Les réseaux sociaux et les médias locaux abondent de vidéos documentant des abus flagrants, y compris sur des passants, des secouristes, des journalistes, ou même des adolescents. « En ce moment, ils sont complètement fous, constate un ancien policier de 34 ans, qui a quitté la police pendant le “mouvement des parapluies” – trois mois d’occupation de grandes artères de la troisième place financière mondiale en 2014, pour réclamer l’élection des dirigeants politiques au suffrage universel. Ils ne contrôlent plus leurs émotions ni leurs armes. On nous apprend très clairement à éviter la tête avec les matraques, car cela peut tuer. Mais on dirait qu’ils font tout ce qu’ils peuvent pour blesser le suspect. La manière dont je les ai vus jeter un suspect au sol après lui avoir lié les mains dans le dos, en lui cassant même les poignets, c’est totalement contraire à ce que l’on apprend. Et c’est devenu routinier. Leur comportement est une insulte à leur serment. » Lui était déjà alarmé par la mentalité qui commençait à régner chez ses collègues. « Ils sont convaincus que leurs dérives ne seront jamais punies. Pékin et le gouvernement ne font que les encourager », ajoute-t-il.

Cette haine basique à l’encontre des manifestants, partagée d’après lui par près de 80 % de la force, n’a toutefois aucun fondement idéologique. « Ils ne sont pas particulièrement prochinois, pas du tout même. Ils sont généralement peu politisés, parce qu’assez peu instruits. Ils voient surtout ces manifestants comme des bons à rien qui sèment la pagaille, qui détruisent la réputation de Hongkong et les obligent à faire des heures supplémentaires », ajoute-t-il.

« La police doit répondre de ses abus »

Avec deux oncles et un cousin dans les rangs, il est d’une vraie « famille de policiers ». Il rappelle qu’un emploi de policier est convoité à Hongkong, car il offre un salaire relativement élevé, ainsi que des avantages en matière de logement ou de retraite, malgré le peu de qualification exigé.

« 12.6, 21.7, 31.8. Tout le monde connaît ces dates. Ce sont celles des trois pires actions commises par la police contre les Hongkongais », s’offusque Andy Se, manifestant de 28 ans, à nouveau dans la rue, en ce dimanche 8 septembre, pour dire et redire que « rien n’est réglé » et que « la police doit répondre de ses abus ».

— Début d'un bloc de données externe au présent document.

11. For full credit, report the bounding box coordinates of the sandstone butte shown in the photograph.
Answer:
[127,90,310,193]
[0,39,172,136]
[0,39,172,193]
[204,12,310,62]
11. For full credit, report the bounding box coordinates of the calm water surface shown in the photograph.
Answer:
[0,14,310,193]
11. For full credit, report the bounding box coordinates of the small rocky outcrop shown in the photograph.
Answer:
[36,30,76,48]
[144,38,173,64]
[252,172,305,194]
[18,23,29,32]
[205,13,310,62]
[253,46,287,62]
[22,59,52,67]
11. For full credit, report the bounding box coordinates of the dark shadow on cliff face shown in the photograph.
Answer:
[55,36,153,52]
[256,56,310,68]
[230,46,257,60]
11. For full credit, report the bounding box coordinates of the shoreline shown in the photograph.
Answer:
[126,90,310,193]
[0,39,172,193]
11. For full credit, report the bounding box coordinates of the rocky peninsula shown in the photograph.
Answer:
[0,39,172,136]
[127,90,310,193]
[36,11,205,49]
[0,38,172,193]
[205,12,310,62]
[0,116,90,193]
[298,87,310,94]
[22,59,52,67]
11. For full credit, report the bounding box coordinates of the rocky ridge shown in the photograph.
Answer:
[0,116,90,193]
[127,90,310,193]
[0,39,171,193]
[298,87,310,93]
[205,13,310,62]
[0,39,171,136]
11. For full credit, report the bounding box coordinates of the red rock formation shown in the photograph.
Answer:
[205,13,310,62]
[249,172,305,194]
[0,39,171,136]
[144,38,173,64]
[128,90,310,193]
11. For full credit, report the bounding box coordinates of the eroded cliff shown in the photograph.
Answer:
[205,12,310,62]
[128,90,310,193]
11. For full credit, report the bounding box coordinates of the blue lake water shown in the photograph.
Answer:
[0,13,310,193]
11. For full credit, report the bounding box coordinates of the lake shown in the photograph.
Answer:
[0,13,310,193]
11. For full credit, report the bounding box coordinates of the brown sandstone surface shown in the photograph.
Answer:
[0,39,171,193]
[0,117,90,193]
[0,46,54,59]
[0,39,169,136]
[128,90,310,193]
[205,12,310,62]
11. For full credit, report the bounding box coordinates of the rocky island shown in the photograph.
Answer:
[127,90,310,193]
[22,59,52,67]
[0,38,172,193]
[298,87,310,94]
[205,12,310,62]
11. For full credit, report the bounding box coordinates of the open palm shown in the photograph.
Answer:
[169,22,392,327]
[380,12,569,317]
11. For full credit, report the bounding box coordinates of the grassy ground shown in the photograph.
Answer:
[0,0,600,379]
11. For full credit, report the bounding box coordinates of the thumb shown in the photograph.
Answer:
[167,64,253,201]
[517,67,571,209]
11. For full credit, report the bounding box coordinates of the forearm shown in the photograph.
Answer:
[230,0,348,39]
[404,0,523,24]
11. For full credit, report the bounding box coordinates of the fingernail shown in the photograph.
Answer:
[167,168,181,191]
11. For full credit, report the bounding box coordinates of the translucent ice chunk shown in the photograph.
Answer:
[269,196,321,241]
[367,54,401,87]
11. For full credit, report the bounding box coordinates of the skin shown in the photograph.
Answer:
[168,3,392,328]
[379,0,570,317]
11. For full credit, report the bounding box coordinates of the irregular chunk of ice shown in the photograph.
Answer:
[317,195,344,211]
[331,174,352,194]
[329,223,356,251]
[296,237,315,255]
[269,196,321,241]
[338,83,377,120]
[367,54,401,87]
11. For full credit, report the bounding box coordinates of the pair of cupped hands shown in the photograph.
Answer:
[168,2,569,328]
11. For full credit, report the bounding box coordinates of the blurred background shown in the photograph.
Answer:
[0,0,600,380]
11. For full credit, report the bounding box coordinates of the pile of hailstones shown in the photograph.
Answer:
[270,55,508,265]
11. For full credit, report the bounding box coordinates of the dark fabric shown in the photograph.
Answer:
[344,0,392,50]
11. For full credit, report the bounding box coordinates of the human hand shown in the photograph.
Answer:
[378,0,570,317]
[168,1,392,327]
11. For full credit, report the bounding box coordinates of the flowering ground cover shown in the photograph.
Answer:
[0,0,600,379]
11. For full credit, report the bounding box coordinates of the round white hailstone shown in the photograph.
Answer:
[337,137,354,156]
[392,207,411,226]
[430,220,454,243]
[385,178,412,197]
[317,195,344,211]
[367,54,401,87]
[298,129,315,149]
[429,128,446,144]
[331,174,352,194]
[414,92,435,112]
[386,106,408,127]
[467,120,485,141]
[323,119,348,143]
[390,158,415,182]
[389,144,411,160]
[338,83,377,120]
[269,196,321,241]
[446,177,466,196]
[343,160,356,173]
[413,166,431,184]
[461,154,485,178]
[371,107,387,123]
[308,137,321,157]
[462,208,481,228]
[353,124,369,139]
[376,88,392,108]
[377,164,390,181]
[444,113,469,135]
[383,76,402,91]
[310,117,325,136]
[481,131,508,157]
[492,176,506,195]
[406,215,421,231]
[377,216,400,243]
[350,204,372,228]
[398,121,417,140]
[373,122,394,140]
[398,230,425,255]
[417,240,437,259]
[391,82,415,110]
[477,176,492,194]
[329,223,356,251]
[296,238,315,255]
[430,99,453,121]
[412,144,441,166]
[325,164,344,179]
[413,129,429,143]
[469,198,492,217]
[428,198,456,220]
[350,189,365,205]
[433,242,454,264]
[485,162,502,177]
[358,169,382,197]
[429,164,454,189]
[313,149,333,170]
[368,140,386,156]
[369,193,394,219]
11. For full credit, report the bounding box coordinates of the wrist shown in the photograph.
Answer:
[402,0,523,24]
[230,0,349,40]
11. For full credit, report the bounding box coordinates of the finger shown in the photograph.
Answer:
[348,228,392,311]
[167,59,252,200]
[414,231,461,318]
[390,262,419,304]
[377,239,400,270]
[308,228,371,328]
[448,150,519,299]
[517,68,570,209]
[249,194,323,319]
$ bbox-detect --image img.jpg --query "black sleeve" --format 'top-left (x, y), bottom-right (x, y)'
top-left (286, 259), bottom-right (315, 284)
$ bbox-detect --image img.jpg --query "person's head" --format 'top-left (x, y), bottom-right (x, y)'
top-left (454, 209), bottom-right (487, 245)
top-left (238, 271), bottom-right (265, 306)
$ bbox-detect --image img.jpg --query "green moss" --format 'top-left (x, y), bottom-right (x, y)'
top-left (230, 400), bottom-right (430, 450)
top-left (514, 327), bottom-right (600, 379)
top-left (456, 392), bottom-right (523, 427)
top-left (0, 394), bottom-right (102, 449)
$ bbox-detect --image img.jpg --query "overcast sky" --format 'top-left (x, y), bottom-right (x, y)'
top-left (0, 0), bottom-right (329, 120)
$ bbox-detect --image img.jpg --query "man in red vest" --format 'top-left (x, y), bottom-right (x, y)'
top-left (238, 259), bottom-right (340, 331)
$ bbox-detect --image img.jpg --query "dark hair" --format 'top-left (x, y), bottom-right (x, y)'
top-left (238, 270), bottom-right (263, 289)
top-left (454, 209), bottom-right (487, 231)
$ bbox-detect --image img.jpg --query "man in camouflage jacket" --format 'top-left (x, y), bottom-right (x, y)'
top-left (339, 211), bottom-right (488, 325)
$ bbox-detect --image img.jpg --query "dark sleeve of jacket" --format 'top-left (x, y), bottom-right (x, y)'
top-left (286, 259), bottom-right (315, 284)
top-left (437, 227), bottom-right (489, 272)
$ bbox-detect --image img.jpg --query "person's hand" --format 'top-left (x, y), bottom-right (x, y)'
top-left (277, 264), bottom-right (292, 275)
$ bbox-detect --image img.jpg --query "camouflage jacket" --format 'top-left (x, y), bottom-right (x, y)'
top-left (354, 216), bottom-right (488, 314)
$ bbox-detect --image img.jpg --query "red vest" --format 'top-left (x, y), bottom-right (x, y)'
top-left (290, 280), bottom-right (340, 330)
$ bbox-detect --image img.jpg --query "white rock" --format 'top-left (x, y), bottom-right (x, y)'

Le 12 juin, en moins d’une heure, le quartier d’Admiralty est sens dessus dessous. Outre les gaz lacrymogènes et les gaz poivre, la police sort les redoutables bean bags (« sacs à pois »). Facteur aggravant : les policiers ne portent pas leur badge d’identification, une anomalie que le ministre de la sécurité, John Lee, justifiera ensuite par un « manque de place sur les uniformes ».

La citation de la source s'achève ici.